The sad news of Robin Williams' passing by suicide has caused me to reflect on my own dark past. I often share my story of overcoming diabetes with running, but I haven't shared the entire story. Running also helped me overcome numerous emotional and psychological hurdles. Throughout high school, college, and after, I struggled with: depression, generalized anxiety disorder, post-traumatic stress disorder, and was even told that I was probably Bipolar Type 2. I used be on a lot of medications: Celexa, Effexor, Trazodone, Seroquel, Ambien, and Xanax. I had suicidal thoughts and panic attacks almost daily; I often felt like there was nothing to live for. Jake often got to hear me utter phrases like, "Well, you better say your goodbye now, because I'm going to kill myself." Or he'd see me sticking safety pins in the skin of my hands and arms. It absolutely breaks my heart to remember all of the horrible things I used to say and do when I was depressed.
I remember being ashamed of being depressed. As much as I tried to be happy, no matter how many pills I took, or how much I smiled, I couldn't force myself to get better. My junior year of high school was when I recognized something was wrong, I wrote a letter about my suicidal feelings and gave it to a teacher I trusted. Later that day, I was in the assistant principal's office. She called my mom to let her know that they were worried about me. I could hear the whole conversation. My mom said, "I thought you were calling me to tell me she was pregnant, but not this..." She was more ashamed of me saying I was depressed, than she was of thinking I was pregnant. She couldn't understand why someone who "had everything she wanted" could be depressed. I won't go into the details of the situations that caused me so much stress and grief; going down memory lane isn't something I'd like to do.
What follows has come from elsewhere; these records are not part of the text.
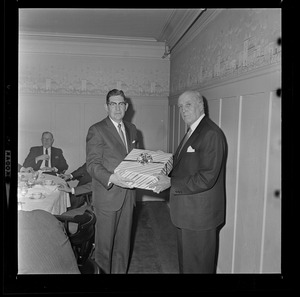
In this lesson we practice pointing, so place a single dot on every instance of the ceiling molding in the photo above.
(41, 44)
(179, 22)
(88, 38)
(207, 16)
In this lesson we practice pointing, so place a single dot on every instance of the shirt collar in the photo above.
(49, 150)
(116, 124)
(195, 124)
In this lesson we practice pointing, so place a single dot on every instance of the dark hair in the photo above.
(47, 132)
(115, 92)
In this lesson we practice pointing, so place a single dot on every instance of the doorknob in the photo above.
(277, 193)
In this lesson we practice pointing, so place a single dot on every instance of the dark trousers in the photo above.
(112, 237)
(197, 250)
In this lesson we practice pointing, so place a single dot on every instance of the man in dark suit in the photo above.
(84, 185)
(197, 194)
(46, 157)
(107, 144)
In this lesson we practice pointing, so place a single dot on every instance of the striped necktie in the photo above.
(122, 136)
(185, 139)
(47, 162)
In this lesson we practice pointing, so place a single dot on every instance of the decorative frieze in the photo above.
(235, 42)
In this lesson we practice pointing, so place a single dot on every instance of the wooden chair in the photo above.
(81, 231)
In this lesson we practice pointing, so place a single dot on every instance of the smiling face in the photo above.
(191, 107)
(47, 140)
(116, 108)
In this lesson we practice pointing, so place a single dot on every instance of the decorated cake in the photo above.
(141, 166)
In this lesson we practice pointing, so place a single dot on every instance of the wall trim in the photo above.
(201, 24)
(86, 47)
(218, 82)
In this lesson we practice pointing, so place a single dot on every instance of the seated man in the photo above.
(46, 157)
(84, 185)
(43, 246)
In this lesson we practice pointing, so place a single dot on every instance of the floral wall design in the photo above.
(234, 42)
(92, 75)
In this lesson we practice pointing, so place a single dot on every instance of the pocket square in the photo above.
(190, 150)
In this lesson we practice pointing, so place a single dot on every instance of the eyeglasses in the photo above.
(115, 104)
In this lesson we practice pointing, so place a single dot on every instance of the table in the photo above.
(53, 200)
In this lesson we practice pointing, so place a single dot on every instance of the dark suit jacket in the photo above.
(104, 152)
(197, 194)
(57, 158)
(82, 175)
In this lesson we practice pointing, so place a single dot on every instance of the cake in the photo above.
(142, 166)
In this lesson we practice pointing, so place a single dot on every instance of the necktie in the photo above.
(47, 162)
(122, 135)
(186, 137)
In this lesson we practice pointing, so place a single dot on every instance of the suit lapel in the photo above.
(194, 135)
(112, 129)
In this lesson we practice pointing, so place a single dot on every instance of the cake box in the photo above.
(142, 166)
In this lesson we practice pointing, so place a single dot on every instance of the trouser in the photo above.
(112, 237)
(197, 250)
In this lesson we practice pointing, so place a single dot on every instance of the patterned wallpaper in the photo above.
(235, 42)
(91, 75)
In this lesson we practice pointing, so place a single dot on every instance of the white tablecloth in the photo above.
(53, 200)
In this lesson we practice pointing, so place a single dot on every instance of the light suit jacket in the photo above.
(197, 194)
(104, 152)
(57, 159)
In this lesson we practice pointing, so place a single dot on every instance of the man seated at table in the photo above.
(43, 246)
(46, 157)
(84, 185)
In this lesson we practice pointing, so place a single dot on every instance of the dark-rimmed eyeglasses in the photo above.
(115, 104)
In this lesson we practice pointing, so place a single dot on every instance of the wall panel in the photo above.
(251, 181)
(230, 125)
(271, 253)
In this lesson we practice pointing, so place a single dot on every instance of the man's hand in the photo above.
(47, 169)
(42, 157)
(65, 176)
(120, 181)
(64, 188)
(163, 183)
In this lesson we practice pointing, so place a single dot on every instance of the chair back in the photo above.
(82, 240)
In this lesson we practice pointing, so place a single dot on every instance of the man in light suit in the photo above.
(113, 198)
(46, 157)
(197, 194)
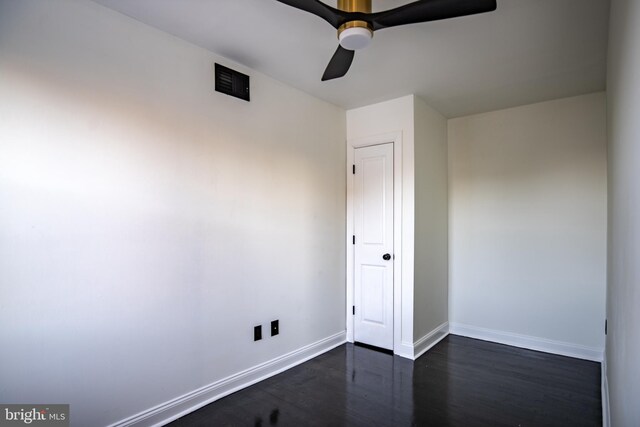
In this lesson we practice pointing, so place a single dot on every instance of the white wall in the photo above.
(147, 223)
(383, 118)
(528, 223)
(431, 220)
(623, 296)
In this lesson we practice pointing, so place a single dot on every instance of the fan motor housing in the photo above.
(354, 35)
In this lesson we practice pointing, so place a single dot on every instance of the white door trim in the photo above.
(352, 144)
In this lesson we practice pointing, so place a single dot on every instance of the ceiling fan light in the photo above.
(355, 38)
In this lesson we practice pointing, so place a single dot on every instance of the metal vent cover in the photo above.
(231, 82)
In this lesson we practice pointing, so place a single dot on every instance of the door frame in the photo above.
(394, 138)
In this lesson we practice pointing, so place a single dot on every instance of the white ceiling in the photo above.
(527, 51)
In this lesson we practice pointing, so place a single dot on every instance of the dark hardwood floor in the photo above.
(459, 382)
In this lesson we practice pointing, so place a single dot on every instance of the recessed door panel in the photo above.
(373, 251)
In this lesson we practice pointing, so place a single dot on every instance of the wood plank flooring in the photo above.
(459, 382)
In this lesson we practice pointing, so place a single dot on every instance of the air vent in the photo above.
(231, 82)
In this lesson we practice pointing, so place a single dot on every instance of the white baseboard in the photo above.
(404, 350)
(606, 417)
(430, 339)
(189, 402)
(525, 341)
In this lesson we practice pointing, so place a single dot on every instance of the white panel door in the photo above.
(373, 257)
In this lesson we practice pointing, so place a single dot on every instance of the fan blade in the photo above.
(333, 16)
(339, 64)
(429, 10)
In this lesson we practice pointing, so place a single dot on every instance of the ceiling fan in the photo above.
(355, 22)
My mom took me to a counselor who had my mom and me sit in a room while she asked me things like: "Are you pregnant?" "Are you hiding something from your mom?" It was extremely awkward, I barely spoke since I felt pressured and uncomfortable. Since I didn't get the help I needed, my behavior escalated. I am deeply regretful of things I did to myself and others. After I graduated high school, I figured that college would free me from the things causing me distress. BUT... by then, the damage was done and I had already established bad coping skills and negative habits. I started to see a counselor who suggested that I try a biofeedback monitor. It helped me learn how use deep breathing to calm down my anxiety, but it was always a quick fix and as soon as I would calm down, I'd be anxious again.
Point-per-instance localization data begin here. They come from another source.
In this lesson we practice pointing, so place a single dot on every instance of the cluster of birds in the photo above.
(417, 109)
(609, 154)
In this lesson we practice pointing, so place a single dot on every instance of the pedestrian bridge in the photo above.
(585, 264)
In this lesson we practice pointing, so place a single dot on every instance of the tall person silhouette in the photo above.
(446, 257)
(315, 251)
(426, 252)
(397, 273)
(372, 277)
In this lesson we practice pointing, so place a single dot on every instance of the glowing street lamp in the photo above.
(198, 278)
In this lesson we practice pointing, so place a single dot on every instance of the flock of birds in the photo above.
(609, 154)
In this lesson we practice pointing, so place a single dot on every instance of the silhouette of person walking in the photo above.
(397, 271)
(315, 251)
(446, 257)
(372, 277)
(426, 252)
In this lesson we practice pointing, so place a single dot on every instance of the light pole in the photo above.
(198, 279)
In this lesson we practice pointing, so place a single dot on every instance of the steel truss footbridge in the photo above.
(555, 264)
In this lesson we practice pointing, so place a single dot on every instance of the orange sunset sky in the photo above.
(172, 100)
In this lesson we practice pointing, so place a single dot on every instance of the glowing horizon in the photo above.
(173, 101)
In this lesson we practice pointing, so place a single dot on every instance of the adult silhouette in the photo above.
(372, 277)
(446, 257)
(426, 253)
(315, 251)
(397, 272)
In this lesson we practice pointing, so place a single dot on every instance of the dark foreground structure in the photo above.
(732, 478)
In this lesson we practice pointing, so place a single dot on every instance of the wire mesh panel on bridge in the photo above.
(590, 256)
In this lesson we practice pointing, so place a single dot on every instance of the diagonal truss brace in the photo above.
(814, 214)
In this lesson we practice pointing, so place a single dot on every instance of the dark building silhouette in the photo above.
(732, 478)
After college, I had appointments with a psychologist on a bi-weekly basis. My stressful job kept pushing me to the edge. When I got pregnant with my daughter, Sara, I had to stop all of the medications I was on because they were unsafe for a fetus. I took up yoga and other activities in an attempt to remain cool, calm, and collected as much as possible. After Sara was born in 2010, I didn't want to go back on my medications, so I didn't. Slowly but surely, the anxiety attacks and depression came back. In 2012, I started running. I started finding that running helped me clear my mind. It was my "me" time, even if I was running with others. If I was in a bad mood, I'd finish running feeling relaxed. When I run, I'm focusing on my body, I'm in touch with my senses, I'm free to think about anything, I am free from stress, responsibility, expectations... free from all of the bad things that happen to good people, free from the all the negativity in the world.
When people say that running is cheaper than therapy, they aren't kidding! I'm free to think, vent, process, analyze, cope, and move on. I can't say that running alone has helped me; I've worked extremely hard to make a lot of changes in my life, habits, and communication skills. Dealing with depression and anxiety isn't easy for anyone involved. Thankfully, I've had a loving partner that helped me get through my darkest days. No matter how much I pushed back, he was ALWAYS there for me. He never gave up on me. Now I've got two beautiful, wonderful children that have given me a purpose. Seeing the world through their eyes reminds me how much fun and happiness is possible.
Running helps me release stress, it's a piece of the puzzle that helps me fight depression. It's very sad that the loss of Robin has resulted in so much controversy around depression and suicide. However, it has created an avenue for people to have an open dialogue about this difficult topic. I truly hope that those suffering with depression will see this as an opportunity to seek out the help that they need.